La storia di Antigone giunge al suo finale con il triplo suicidio tra il bagliore delle fiamme. Eppure la vita continua nella giungla amazzonica minacciata dalla deforestazione. La volontà di protestare muore per ultima, questo l'edificante messaggio della pièce. La lezione della serata? Gli alberi della giungla dovrebbero essere tutelati, agli indigeni dovrebbe essere permesso di vivere in condizioni dignitose e in armonia con l'ambiente. Il pubblico del festival non lesina la standing ovation. 

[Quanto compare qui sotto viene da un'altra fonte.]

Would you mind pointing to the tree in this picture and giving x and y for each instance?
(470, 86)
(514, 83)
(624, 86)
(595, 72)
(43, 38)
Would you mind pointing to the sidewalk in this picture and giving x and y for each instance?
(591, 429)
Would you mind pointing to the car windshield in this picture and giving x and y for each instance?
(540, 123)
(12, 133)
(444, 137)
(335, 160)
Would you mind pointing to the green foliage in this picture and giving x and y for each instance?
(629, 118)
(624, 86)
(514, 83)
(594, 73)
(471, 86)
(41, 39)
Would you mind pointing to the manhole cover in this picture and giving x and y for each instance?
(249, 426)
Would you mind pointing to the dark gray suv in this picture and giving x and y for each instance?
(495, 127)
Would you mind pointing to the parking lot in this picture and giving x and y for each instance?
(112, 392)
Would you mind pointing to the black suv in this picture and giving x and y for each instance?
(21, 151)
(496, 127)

"Una performance delicata, che però non manca né della forza della rabbia né di un grande pathos", scrive Egbert Tholl sulla Süddeutsche Zeitung (27 maggio 2023). Lo spettacolo contiene anche molta angoscia, perché confluiscono insieme due tragedie, quella antica e quella dei senza terra in Brasile. L'interazione tra video e azione scenica funziona qui particolarmente bene, secondo Thomas Kramar sulla Presse (27 maggio 2023). Rau ci chiede in che maniera noi guardiamo alla realtà dell'Amazzonia, quanto il nostro approccio sia ancora colonialista. Discuterne è uno degli aspetti più stimolanti del teatro politico di oggi, osserva Stephan Hilpold nello Standard (26.5.2023). Jakob Hayner nota su Die Welt (22 maggio 2023) che il modo in cui Rau unisce l'antico e il presente esige un grande sforzo interpretativo. La tragedia antica ci diventa come estranea e tutto ciò che si pensava di sapere sull’ "Antigone" di Sofocle viene messo in discussione.  

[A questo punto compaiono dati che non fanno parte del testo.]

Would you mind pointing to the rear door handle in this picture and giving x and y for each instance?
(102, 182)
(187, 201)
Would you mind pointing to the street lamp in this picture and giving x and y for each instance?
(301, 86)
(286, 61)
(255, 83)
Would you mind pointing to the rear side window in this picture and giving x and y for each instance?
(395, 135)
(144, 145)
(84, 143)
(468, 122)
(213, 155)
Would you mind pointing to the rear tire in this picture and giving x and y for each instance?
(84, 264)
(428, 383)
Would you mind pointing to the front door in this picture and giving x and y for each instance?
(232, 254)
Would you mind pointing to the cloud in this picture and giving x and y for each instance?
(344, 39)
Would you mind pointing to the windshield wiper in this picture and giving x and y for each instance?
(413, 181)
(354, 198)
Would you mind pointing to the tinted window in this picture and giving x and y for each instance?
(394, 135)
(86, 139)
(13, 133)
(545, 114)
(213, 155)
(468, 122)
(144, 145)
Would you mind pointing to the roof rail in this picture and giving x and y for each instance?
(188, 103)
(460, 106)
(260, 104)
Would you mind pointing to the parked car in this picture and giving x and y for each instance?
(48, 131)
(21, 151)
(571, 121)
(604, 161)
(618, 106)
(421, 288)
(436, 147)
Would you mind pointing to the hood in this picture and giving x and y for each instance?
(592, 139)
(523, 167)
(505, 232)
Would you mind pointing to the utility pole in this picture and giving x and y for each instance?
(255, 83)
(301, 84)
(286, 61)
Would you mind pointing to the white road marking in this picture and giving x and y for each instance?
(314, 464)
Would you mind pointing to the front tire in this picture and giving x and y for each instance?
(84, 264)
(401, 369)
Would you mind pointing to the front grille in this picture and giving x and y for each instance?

La valutazione di Uwe Mattheiss sulla taz (30 maggio 2023) è sinora la più ambigua. La pièce raggiunge il culmine quando va oltre motivo dell'Antigone, per mostrarci le strategie economiche e quotidiane di persone che vivono come dimidiate, al punto da insegnare ai loro figli la cosmologia indigena al mattino e la matematica all'ora di pranzo. Ma lo scopo di Rau non poteva  solo raccontare un'esperienza, dato che il suo è un progetto artistico. Forse è sull'utilità di tale progetto che bisogna avanzare dei dubbi. Nello spettacolo, vengono impiegati "tutti i media e le convenzioni drammatiche che generano emozioni" per coinvolgere il pubblico. Il massacro dell’autostrada, così,  sta al centro di un vero film con effetti splatter e di suspense. Il finale è decisamente estetizzante: la tragedia finisce con un incendio degno di un'opera lirica, gli indigeni paiono comparse di un film dal linguaggio pasoliniano. Troppo romanticismo nello sguardo verso quelle popolazioni e quei fatti. E se la catarsi resta lo scopo della rappresentazione tragica, questa sembra quasi una maniera per eludere la domanda stringente, che Rau, con il suo teatro, ha il merito di porre: cosa possiamo davvero fare?